Page 70 - November 2020
P. 70
November 2020 70
Litterateur
Strategies of Sleeping
The sky was a clear blue, the grass was bright green, and the fence was yellow, so
he could better see the animals. None of the sheep had horns, rings on their
noses, or bits of grass stuck to their pristine coats. The point was to count
quickly. Imperfections would only slow him down.

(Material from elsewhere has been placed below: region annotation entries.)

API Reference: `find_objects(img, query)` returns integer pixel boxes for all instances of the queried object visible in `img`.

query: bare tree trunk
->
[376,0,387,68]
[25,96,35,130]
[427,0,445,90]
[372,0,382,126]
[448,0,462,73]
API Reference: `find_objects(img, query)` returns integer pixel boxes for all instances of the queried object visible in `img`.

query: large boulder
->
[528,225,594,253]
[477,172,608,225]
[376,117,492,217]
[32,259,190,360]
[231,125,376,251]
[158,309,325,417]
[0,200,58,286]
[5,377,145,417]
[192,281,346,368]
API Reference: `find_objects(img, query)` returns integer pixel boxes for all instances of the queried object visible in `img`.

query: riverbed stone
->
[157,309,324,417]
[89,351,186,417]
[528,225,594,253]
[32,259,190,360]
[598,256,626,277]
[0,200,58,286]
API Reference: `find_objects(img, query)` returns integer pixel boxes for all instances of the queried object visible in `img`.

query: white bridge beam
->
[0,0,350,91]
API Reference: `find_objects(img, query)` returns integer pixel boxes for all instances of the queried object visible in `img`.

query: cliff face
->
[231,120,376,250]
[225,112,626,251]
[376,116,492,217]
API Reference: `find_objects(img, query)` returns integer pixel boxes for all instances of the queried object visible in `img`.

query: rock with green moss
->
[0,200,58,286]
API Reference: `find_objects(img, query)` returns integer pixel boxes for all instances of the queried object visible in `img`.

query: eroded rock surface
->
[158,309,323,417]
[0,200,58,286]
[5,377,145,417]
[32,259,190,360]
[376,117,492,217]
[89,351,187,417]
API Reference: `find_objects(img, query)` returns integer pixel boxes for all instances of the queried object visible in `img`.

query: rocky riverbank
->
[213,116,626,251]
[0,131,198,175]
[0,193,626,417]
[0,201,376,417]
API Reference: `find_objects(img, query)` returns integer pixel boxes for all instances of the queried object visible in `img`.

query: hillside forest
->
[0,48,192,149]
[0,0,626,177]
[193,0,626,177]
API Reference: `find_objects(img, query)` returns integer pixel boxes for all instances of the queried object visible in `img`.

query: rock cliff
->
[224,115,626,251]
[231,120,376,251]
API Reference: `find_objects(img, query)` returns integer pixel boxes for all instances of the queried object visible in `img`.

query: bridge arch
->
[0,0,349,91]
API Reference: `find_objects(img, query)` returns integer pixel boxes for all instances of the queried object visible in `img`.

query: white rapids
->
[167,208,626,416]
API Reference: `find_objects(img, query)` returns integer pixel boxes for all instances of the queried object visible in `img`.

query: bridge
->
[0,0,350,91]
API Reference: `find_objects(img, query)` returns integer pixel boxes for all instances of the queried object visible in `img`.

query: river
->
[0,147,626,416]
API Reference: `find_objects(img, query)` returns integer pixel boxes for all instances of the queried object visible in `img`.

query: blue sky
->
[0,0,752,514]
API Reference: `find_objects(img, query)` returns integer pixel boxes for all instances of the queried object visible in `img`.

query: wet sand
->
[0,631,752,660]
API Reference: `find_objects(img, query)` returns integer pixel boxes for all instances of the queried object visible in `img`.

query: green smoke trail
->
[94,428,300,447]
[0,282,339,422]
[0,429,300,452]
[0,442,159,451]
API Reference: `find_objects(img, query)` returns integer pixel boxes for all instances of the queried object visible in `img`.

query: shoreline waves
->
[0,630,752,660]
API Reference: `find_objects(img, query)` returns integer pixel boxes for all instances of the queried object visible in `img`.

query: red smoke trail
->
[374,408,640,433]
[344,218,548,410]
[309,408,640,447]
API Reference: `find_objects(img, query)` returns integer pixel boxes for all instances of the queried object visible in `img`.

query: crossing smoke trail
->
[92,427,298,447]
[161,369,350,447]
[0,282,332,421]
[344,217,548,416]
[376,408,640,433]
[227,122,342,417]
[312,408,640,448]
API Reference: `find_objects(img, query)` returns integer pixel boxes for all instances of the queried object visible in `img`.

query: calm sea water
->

The first few sheep that leapt over the fence went over smoothly and he counted
them. However, Jim eventually found it difficult to separate one sheep from
another. They seemed to blur together into a stream of tufts that looked like
clouds rolling over the fence. The grass and fence were hand to tell apart by the
point as well. The overall effect reminded Jim of one of the paintings he had seen
in the gallery, where it was difficult to separate the edge of some water lilies from
the pond they sat on. Jim tried to remedy the dream by imagining crisp lines
around every object so that every color was contained as if part of a stained-glass
window. He liked to look at them, and wished that the museum he went to earlier
had a better collection. That would be getting them somehow from churches, and
he knew that was a complicated process.
As Jim continued to count the sheep, they began to transform again. The barriers
he had pictured around each sheep in order to preserve their color and shape
changed. They became angular and geometric. The animals turned into
collections of cubes ascending and descending over a fence. Trying to count
them was difficult. Jim looked for the eyes and mouth on each one, in hopes of
finding a way to distinguish one from the other. These features were not in the
right places and it was hard to tell in fact which direction they were even going.
Jim looked at the set up and expected them to start wearing harlequin costumes
while playing around fragmented bowls of oblong fruit.
He tried to picture the sheep in their previous blurry state. It was difficult to deal
with the stream of fur, but easier than completely losing perspective. The closest
he could get to that state resulted in sheep that were blurry and grass that was
now bright red. The fence remained yellow. Jim thought about counting
something else to fall asleep but nothing else seemed as easy as conjuring up the
sheep. At least as a subject. Other difficulties now presented themselves in his
imagination. The fence, the grass, the sheep, and the sky started to become a
confused array. There was no sense of perspective and all he could make out
were white splotches, disembodied black flecks of legs and heads, greed blades
of grass tossed everywhere, and pieces of yellow fence broken up as if in
splinters. The bodies were elongated in different directions too. Head and tail
were less important than the bump and the hollow.